Now finally I would like to merge these two lists of dictionaries, so that I get a new list containing dictionaries with keys and values from both `amounts` and `prices`. 

In [101]:
mergedDic1 = {x["Food"]:x for x in amounts + prices}.values()
print (results)

dict_values([{'Food': 'Apples', 'Amount': '4', 'Expiration': '04-Jun'}, {'Food': 'Bananas', 'Price': '12', 'Bought': 'TRUE'}, {'Food': 'Noodles', 'Amount': '10', 'Expiration': '10-Sep'}, {'Food': 'Peanuts', 'Amount': '200', 'Expiration': '12-Dec'}, {'Food': 'Sausages', 'Price': '42', 'Bought': 'TRUE'}, {'Food': 'Yogurt', 'Price': '10', 'Bought': 'TRUE'}, {'Food': 'Pineapples', 'Price': '87', 'Bought': 'FALSE'}, {'Food': 'Cheese', 'Price': '50', 'Bought': 'FALSE'}, {'Food': 'Toast', 'Price': '23', 'Bought': 'TRUE'}, {'Food': 'Tomatoes', 'Price': '11', 'Bought': 'FALSE'}])


So this solution didn't work as I wanted. It didn't *merge* the entries that have values in both lists, but instead deleted/overwrote them (e.g. the `"Bananas"` and `"Pineapple"` entries are now only present from the `"prices` list). Dict2 overwrote Dict1. 



Here is another solution that defines a function `merge_lists` with the attributes `list1`, `list2` and `dictKey`. 

The **`update()`** method updates a dictionary with the elements from another dictionary. It adds elements to the dictionary if the key is not in the dictionary.
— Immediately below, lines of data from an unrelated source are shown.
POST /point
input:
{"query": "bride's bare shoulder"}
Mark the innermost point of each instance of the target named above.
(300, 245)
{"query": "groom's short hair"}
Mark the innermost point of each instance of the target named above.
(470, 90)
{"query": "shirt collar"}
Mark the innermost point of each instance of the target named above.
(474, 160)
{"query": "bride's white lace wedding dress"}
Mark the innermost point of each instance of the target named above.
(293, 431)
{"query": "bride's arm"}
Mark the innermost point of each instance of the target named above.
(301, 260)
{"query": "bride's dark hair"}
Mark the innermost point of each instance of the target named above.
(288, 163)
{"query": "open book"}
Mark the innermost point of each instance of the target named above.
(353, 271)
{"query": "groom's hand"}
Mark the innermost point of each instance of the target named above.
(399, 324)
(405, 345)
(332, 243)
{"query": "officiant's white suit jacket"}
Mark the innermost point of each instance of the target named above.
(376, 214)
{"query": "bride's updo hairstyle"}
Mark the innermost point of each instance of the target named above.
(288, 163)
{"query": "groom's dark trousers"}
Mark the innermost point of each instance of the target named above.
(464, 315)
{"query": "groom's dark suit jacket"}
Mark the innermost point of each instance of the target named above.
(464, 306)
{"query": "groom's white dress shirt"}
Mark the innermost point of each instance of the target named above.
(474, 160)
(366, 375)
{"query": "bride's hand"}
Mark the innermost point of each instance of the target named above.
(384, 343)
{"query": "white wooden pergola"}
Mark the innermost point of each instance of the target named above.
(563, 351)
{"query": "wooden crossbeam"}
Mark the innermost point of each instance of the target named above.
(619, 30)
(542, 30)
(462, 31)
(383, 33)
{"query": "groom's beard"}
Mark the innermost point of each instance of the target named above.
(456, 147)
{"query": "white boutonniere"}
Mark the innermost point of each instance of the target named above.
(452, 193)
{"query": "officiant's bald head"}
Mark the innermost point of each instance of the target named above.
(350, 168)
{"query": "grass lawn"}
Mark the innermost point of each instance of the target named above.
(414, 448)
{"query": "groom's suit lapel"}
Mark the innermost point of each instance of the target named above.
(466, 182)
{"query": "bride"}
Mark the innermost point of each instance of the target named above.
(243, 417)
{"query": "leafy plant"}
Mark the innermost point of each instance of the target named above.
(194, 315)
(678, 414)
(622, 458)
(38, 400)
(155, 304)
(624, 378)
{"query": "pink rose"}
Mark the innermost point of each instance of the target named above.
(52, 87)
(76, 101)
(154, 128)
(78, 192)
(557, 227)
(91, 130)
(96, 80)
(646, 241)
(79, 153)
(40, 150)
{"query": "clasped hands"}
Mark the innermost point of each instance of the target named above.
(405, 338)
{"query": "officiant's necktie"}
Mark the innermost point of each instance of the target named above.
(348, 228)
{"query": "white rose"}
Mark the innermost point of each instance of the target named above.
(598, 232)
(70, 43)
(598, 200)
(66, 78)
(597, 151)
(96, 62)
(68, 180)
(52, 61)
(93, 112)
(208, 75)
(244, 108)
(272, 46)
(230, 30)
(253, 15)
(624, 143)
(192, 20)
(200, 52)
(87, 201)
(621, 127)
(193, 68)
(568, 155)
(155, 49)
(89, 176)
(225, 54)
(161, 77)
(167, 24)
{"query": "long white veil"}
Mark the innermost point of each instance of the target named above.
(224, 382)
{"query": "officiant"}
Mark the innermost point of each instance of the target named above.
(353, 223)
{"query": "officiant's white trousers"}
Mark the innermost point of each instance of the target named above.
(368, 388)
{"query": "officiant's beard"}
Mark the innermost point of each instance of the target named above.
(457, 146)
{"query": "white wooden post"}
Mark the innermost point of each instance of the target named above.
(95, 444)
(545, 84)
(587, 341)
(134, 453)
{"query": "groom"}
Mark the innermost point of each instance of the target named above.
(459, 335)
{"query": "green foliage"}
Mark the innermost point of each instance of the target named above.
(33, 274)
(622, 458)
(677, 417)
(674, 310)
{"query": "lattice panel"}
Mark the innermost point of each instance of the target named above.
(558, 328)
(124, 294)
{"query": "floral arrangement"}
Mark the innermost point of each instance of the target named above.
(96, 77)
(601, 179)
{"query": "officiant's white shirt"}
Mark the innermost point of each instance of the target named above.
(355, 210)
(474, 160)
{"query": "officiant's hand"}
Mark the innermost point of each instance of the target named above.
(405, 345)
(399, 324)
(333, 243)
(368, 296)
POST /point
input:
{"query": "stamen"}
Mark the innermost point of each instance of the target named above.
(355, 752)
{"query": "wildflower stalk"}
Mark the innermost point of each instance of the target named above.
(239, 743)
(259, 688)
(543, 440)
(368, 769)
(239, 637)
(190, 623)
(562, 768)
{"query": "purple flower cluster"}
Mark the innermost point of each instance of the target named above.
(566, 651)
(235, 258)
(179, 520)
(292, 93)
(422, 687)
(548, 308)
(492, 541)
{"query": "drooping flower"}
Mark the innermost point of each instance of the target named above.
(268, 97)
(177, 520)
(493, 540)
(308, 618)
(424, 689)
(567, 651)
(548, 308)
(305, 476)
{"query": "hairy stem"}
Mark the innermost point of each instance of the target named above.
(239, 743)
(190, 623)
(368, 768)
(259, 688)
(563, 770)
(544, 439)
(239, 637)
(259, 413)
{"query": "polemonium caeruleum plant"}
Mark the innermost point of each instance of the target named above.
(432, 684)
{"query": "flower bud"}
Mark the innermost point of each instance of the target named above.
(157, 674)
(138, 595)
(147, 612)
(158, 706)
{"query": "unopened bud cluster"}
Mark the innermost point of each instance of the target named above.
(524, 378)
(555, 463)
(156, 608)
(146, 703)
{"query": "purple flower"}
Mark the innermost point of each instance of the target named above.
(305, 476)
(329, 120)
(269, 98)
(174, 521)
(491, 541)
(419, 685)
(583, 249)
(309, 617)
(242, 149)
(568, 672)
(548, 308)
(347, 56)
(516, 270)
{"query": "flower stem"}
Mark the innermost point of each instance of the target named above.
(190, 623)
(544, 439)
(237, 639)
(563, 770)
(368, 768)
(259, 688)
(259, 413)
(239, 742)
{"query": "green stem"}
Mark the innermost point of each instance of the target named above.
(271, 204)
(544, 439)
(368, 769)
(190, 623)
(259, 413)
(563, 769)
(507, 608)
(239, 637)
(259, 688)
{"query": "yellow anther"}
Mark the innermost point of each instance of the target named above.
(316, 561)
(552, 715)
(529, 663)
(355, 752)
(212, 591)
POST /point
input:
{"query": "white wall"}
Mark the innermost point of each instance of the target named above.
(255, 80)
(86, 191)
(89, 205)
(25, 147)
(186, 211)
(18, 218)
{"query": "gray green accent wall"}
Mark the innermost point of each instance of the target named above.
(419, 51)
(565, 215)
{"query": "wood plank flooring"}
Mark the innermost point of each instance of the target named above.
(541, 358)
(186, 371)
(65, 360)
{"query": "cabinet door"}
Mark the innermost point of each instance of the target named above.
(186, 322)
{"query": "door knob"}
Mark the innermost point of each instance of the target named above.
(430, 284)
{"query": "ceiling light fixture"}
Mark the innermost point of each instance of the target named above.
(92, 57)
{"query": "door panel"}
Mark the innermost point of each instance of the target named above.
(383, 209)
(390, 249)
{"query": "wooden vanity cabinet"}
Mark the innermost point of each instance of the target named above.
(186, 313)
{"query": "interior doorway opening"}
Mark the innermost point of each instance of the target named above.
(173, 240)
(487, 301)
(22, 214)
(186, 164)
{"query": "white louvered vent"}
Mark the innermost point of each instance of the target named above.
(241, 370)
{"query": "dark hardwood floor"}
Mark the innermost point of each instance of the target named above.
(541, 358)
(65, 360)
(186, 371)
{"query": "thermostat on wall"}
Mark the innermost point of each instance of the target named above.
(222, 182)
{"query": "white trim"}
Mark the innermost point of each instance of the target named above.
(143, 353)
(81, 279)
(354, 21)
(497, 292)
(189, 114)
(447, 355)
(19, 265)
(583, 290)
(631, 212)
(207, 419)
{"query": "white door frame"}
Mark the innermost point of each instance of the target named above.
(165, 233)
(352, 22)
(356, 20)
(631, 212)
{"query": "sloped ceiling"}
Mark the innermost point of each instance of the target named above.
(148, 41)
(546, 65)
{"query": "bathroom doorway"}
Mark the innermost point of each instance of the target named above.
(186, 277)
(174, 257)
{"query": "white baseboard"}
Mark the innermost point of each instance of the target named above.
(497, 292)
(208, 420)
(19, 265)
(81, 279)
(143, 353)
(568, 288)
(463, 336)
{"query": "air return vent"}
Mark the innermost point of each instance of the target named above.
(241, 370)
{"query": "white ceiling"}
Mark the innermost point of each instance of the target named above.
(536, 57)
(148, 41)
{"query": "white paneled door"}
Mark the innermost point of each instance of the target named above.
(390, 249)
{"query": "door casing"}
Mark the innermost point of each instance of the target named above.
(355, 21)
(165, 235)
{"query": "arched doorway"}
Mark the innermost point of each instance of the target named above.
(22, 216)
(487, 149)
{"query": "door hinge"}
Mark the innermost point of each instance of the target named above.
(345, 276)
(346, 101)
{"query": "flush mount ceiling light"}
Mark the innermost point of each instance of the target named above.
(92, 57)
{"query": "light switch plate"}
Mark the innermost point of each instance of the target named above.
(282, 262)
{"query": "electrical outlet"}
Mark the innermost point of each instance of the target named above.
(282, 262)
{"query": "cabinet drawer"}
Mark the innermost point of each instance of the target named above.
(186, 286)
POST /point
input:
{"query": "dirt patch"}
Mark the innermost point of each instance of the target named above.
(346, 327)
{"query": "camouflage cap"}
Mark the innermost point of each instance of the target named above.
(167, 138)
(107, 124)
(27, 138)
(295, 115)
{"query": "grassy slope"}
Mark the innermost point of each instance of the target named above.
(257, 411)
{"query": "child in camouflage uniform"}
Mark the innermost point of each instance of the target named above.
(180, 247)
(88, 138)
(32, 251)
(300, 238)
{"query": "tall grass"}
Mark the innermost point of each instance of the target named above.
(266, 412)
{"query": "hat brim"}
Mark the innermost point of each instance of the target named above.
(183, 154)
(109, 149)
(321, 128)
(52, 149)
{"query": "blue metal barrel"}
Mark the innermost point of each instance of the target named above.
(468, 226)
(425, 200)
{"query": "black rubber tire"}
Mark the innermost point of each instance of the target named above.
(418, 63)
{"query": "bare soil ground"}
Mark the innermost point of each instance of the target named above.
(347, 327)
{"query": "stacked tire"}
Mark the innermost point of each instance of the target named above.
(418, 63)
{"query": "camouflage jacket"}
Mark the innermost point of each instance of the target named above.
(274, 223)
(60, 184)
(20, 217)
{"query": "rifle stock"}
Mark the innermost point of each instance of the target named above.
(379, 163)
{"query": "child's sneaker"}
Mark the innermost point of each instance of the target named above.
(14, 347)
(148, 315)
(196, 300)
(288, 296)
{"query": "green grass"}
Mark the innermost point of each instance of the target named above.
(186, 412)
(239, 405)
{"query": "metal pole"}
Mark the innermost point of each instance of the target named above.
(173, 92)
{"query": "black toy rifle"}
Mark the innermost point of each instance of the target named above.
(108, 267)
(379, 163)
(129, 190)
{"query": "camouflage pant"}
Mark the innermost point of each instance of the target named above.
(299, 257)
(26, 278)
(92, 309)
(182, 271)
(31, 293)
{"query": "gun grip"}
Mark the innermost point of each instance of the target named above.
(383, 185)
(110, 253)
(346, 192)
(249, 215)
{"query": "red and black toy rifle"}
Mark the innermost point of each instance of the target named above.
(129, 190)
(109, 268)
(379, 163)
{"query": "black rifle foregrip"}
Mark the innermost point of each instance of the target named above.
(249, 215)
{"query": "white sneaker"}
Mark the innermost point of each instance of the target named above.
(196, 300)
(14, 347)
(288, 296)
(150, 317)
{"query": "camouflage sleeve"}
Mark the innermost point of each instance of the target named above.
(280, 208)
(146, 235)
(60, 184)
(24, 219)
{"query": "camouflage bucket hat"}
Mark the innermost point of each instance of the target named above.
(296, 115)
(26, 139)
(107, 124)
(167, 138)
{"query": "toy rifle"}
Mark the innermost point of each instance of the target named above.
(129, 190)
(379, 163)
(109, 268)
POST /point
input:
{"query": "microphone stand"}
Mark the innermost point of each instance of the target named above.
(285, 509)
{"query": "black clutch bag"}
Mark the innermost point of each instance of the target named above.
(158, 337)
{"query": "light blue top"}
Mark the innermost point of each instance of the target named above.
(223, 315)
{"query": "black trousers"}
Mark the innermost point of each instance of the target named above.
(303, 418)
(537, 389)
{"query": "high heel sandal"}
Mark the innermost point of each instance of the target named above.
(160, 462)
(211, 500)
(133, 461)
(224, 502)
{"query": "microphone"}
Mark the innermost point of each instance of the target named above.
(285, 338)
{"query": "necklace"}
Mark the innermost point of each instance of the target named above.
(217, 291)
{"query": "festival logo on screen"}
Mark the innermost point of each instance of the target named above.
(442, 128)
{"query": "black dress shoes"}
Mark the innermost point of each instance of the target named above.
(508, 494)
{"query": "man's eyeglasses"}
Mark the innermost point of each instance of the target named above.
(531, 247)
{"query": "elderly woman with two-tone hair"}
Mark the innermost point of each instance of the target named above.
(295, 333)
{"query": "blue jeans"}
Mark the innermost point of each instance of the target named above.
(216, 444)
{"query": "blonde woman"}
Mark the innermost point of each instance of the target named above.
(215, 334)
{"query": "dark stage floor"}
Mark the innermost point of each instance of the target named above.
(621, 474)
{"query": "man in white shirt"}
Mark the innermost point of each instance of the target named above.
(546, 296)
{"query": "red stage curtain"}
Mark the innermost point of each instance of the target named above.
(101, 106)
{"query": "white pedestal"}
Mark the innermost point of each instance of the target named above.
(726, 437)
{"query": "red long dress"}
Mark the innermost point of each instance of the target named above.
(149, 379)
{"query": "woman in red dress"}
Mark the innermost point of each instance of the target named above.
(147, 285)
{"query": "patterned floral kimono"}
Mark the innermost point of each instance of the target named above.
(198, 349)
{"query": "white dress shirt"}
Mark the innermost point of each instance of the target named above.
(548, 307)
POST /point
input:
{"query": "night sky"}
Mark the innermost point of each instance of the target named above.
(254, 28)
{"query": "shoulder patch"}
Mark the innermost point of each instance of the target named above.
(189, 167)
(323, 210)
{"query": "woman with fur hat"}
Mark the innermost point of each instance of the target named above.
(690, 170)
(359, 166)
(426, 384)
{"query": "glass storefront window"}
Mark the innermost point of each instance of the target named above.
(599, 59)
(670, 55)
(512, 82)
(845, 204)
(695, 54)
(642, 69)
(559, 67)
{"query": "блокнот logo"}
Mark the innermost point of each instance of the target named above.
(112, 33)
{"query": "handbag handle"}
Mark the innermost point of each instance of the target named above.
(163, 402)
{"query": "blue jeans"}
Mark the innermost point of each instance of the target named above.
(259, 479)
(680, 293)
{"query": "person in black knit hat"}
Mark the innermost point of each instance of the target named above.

If the key is in the dictionary, it updates the key with the new value. 

In [158]:
def merge_lists (list1, list2, dictKey):
    merged = {}
    for item in list1 + list2: #for each dictionary in both lists
        if item[dictKey] in merged: #if dictionary with specified key is already in merged
            merged [item[dictKey]].update(item)
            print (item)
        else:
            merged[item[dictKey]] = item
    return [val for (_, val) in merged.items()]

In [157]:
print (merge_lists (amounts, prices, "Food"))


{'Food': 'Bananas', 'Price': '12', 'Bought': 'TRUE'}
{'Food': 'Pineapples', 'Price': '87', 'Bought': 'FALSE'}
{'Food': 'Yogurt', 'Price': '10', 'Bought': 'TRUE'}
{'Food': 'Sausages', 'Price': '42', 'Bought': 'TRUE'}
[{'Food': 'Apples', 'Amount': '4', 'Expiration': '04-Jun'}, {'Food': 'Bananas', 'Amount': '2', 'Expiration': '06-Jun', 'Price': '12', 'Bought': 'TRUE'}, {'Food': 'Noodles', 'Amount': '10', 'Expiration': '10-Sep'}, {'Food': 'Peanuts', 'Amount': '200', 'Expiration': '12-Dec'}, {'Food': 'Sausages', 'Amount': '3', 'Expiration': '13-Jun', 'Price': '42', 'Bought': 'TRUE'}, {'Food': 'Yogurt', 'Amount': '1', 'Expiration': '12-Jun', 'Price': '10', 'Bought': 'TRUE'}, {'Food': 'Pineapples', 'Amount': '2', 'Expiration': '03-Jul', 'Price': '87', 'Bought': 'FALSE'}, {'Food': 'Cheese', 'Price': '50', 'Bought': 'FALSE'}, {'Food': 'Toast', 'Price': '23', 'Bought': 'TRUE'}, {'Food': 'Tomatoes', 'Price': '11', 'Bought': 'FALSE'}]


For now I don't quite understand how the `merge_lists` function works. What exactly are the if and else conditions doing? Why is there a `+` between list1 and list2? If I exchange it for an `and` I get a different output, and if I change it for an `or` I get a different output. 
I also don't understand the `return` statement. In the original Stackoverflow answer, the `return` statement is simply `merged.values()`, but this results in a slightly different output than the `[val for (_, val) in merged.items()]` that I got from a blog pots.